7- İsrail ve yurtiçi uzantılarına “one minute” dendi! Türkiye, Ortadoğu ve Orta Asya’da liderliğini ilan ederken, yeni dünya düzeni eşliğinde “emperyal-genleşen Türkiye” modeli hayata geçirildi. Bugün ağır saldırı altında olmamız bu modelin “kurulamadığı” anlamına gelmez! Bir kurt peşinde 100 köpek dolanmadıkça KURT olamaz!
8- Türk sermaye ve finans piyasalarında oynanan oyunlara “dur” denirken, yerleşik düzenin çarkları kırıldı. 2007 öncesi özellikle 2001-2003 arasında Türkiye’de hükümetler finansal manipülasyonlar ile düşürülebilir durumdayken, bu yapı tamamen ortadan kaldırıldı. İçeride “yerleşik düzen”in kullandığı mafya, terör örgütü, hücre yapılanması gibi unsurlara emniyet ve asker tarafından büyük darbe vuruldu. Bu darbenin vurulmasının arkasında yatan tek gerçek Başbakan Erdoğan’ın dimdik sonuna kadar arkalarında durmasıydı.
9- Türkiye’nin petrol şirketlerinin tekelinde olan karayolları politikası, tamamen değiştirildi ve duble yollarla adeta bir mucize yaratılırken, demiryollarında Cumhuriyet’imizin ilk yıllarındaki ivme yakalandı.
10- 2007 sonrasında “Rumların önünde eğilmezsen, bu iş olmaz” diyen Avrupa Birliği’ne yol verildi ve istedikleri hiçbir taviz verilmedi!

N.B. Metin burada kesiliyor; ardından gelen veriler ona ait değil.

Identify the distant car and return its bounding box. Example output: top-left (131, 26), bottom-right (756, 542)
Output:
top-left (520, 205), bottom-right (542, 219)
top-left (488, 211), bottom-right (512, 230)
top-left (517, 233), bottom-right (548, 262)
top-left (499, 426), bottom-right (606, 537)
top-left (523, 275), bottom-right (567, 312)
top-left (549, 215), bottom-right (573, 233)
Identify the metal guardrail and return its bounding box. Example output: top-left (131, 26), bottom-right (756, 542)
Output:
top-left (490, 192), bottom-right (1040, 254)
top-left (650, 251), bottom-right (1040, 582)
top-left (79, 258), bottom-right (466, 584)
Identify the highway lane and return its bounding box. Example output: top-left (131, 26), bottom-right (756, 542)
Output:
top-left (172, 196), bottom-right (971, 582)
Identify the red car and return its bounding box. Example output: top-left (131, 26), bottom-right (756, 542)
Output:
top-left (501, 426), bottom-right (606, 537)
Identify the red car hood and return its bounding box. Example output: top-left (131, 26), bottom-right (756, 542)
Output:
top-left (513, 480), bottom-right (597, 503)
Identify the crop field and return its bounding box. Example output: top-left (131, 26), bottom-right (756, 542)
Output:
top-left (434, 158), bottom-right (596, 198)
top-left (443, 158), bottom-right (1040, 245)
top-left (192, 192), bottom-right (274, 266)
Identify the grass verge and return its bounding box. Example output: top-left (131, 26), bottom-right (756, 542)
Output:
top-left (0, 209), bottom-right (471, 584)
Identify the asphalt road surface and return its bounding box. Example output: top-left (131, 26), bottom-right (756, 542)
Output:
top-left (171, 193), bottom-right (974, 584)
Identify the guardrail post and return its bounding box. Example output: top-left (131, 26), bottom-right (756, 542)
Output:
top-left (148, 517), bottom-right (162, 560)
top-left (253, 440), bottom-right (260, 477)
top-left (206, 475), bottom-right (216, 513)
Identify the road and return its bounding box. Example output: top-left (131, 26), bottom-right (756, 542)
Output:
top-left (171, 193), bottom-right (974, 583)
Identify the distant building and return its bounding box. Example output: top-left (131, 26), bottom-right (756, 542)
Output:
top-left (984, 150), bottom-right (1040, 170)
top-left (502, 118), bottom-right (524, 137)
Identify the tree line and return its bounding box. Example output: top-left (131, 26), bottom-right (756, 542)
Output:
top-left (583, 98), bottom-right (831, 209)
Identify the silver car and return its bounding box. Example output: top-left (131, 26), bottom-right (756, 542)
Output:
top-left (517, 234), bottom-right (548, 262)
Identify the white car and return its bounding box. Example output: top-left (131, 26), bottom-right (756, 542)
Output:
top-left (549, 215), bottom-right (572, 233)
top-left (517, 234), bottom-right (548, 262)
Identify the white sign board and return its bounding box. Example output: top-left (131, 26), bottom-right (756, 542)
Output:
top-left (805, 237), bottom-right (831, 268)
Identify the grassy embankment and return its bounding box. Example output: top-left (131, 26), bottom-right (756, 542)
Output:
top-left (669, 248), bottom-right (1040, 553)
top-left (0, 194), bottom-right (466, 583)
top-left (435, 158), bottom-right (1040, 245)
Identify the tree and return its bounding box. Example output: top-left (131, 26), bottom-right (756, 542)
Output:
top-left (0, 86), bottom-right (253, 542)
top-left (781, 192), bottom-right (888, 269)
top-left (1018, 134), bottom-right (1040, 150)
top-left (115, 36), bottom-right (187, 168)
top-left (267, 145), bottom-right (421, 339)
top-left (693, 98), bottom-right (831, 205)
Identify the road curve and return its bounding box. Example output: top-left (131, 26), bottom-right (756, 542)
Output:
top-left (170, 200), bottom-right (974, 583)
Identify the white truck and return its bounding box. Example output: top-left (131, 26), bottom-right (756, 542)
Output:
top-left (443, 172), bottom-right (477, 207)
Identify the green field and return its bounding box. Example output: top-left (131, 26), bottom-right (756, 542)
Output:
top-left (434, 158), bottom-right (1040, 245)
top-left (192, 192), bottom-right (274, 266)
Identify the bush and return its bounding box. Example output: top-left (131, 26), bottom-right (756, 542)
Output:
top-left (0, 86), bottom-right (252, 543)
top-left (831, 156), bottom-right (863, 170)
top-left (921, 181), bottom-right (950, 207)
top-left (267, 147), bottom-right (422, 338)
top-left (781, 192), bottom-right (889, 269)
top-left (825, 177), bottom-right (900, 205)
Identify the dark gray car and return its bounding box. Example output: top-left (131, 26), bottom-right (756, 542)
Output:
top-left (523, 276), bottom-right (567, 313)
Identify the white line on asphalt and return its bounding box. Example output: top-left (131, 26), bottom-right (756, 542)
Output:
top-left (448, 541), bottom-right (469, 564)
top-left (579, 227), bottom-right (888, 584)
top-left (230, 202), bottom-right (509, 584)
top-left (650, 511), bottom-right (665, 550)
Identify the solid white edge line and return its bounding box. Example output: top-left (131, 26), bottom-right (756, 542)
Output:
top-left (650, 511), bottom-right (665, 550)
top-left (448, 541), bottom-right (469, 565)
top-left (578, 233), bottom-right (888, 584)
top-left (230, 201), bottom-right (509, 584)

Menderes asıldıktan sonra ilk defa bir Başbakan Menderes’in asılmasıyla elinden düşen bayrağı aldı ve “Şangay” diyebildi!
11- EN ÖNEMLİSİ KANIMIZI EMEN “YERLEŞİK DÜZEN” yıkılma yoluna girdi ve son DARBE denemesine rağmen 1923’ten bugüne en ağır darbeyi aldı!
Sevgili dostlar, 10 yıldır HALKIN İRADESİNİ TESİS ETME yolunda verilen mücadelede, gördüklerimiz bize net bir fikir verdi ve inancımızı pekiştirdi; NE YAPILIRSA YAPILSIN SON TAŞ DA YERİNE KONANA KADAR DURMAK YOK!